Option 2: Networked Knowledge and Communication. Pursue a critical reading and evaluation of a digital network such as Wikipedia or Google or other sites/networks for reading, researching, and communicating that you might propose–such as texting and its relation to conversation [think of Turkle’s argument]. Based on the site/network/device you have chosen and the criticism you have read, what is your critical assessment of this form of networked knowledge and communication? Does it represent a form of innovation for reading and writing, or is it, as Birkerts would put it, causing the erosion of individuality, authority, history? What ideas from Birkerts and from other critics inform your critical perspective and elaborate your reading of these digital networks of reading, writing, and knowledge?
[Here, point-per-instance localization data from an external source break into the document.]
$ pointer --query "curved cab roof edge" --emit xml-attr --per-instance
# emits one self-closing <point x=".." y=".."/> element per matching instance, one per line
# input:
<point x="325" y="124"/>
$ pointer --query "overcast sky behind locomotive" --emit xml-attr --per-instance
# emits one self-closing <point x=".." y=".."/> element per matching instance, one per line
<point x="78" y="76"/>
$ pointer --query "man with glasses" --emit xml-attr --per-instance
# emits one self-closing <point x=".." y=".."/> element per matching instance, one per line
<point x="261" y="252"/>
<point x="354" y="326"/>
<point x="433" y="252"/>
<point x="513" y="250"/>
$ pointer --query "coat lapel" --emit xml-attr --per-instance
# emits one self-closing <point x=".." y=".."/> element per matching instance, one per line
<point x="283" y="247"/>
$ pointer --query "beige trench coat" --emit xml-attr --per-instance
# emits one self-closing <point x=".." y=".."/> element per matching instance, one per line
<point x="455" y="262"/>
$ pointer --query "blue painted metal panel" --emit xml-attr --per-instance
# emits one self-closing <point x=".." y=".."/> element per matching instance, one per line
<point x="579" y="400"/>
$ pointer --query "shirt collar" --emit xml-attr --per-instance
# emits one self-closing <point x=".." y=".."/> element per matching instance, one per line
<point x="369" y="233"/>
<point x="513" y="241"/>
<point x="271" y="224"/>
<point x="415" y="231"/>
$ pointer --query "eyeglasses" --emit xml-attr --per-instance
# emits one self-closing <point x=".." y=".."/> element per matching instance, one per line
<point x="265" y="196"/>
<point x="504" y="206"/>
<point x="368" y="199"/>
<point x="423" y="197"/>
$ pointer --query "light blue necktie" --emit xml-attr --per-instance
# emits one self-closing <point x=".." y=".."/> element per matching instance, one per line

- Learning Focal Point: Logos. We focus on logos this project in working on forwarding and countering the critical arguments of others—assessing the critical argument of another writer (in this case, something from Birkerts and others such as McLuhan, Carr, Murray) and effectively applying that argument to our own, countering it in your writing. We will extend this logical strategy of countering to developing what is known as “counterargument”: anticipating and responding to objections to one’s own argument.
- Citation: You are required to have at least one citation (direct quotation) from two different critics, effectively incorporated into your project.
- Counterargument: You are also expected to engage formally in a counterargument at some point in your essay to develop your own argument effectively: a place where you integrate and respond to possible objections, qualifications, or limitations in your argument.